Subsequent comments by President Trump aimed to ease concerns, pushing the price down to the US$1,560/oz-US$1,550/oz level as of 10 January 2020.

Yet, the commodity remains still 2.6% higher relative to the end of 2019.

The council expect that investor positioning related to this specific event will likely influence gold’s performance in the near term. But over the medium term, broader financial and geopolitical uncertainty and developments in monetary policy will play a more important role.

For example, using Qaurum, the Council analysed the performance as implied by four different hypothetical macro-economic scenarios provided by Oxford Economics.

These included:

  • a global deceleration
  • a US-led recession
  • a more pronounced slowdown in China
  • an economic improvement in emerging markets

The result of the analysis suggests that, in general, gold may see a positive performance in 2020.

While some of the scenarios – with the exception of an economic upturn in emerging markets – could result in lower consumer demand, its dampening effect on price performance will likely be offset by potentially robust investment demand on the back of deteriorating credit conditions and stable to lower interest rates.

Read: World Gold Council launches Responsible Gold Mining Principles

It is important to note, however, that this is not a comprehensive list of possible scenarios.
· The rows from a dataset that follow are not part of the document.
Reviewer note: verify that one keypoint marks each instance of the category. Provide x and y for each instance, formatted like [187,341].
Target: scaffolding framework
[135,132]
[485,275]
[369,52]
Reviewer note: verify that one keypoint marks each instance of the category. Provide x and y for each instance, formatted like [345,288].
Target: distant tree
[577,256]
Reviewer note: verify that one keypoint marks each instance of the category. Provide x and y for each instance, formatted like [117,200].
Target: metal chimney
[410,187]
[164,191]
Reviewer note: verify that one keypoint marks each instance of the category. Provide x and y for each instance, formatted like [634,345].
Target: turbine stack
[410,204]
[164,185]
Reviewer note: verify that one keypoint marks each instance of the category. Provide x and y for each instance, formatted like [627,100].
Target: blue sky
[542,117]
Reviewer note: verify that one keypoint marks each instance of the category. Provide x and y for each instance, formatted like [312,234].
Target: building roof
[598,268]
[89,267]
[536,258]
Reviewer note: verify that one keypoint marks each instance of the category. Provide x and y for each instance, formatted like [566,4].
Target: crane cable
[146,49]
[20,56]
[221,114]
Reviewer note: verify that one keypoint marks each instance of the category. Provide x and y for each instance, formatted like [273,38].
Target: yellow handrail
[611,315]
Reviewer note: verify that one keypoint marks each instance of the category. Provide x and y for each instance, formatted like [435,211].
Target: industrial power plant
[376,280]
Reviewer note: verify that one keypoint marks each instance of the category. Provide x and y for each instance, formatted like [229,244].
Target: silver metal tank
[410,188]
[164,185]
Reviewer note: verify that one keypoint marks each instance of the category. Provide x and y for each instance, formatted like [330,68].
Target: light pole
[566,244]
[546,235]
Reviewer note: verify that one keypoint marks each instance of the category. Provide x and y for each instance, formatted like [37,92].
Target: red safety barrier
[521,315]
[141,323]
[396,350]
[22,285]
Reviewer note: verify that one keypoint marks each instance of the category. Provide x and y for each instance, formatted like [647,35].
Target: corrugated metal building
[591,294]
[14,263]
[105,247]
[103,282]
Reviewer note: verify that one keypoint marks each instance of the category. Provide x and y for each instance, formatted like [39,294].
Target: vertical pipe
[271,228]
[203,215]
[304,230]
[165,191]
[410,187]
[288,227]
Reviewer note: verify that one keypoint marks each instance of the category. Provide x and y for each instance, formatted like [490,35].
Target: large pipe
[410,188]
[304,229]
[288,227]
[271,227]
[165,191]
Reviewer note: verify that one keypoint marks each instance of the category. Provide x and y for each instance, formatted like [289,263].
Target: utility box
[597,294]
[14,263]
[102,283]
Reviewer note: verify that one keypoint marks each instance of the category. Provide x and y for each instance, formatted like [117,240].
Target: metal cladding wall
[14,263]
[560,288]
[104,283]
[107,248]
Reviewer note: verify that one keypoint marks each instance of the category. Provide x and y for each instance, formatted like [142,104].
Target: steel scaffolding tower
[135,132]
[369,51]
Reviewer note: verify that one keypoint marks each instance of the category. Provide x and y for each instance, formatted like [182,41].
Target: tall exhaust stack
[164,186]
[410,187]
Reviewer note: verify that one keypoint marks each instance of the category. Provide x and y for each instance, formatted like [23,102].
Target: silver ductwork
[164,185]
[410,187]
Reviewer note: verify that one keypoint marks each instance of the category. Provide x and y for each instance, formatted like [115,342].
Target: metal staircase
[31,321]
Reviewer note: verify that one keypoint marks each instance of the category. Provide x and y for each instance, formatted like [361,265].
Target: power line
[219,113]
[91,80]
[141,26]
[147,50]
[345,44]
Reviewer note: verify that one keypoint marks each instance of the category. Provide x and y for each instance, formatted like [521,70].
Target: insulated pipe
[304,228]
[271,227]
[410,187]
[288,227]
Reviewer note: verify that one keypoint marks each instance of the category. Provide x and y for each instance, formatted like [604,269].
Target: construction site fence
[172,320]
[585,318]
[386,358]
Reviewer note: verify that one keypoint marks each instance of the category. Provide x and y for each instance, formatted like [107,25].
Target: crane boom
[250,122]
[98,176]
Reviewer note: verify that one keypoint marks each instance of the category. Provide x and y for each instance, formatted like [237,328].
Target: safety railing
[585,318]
Instead, they reflect key investor concerns as per Oxford Economics’ Global Risk Survey.

Therefore, hypothetically, improving market sentiment – for example, a reduction on perceptions of risk, a lower likelihood of further rate cuts by the Fed or other major central banks, or tighter monetary policy through means other than rate cuts – could put downward pressure on gold’s price performance relative to the scenarios currently available on Goldhub.com.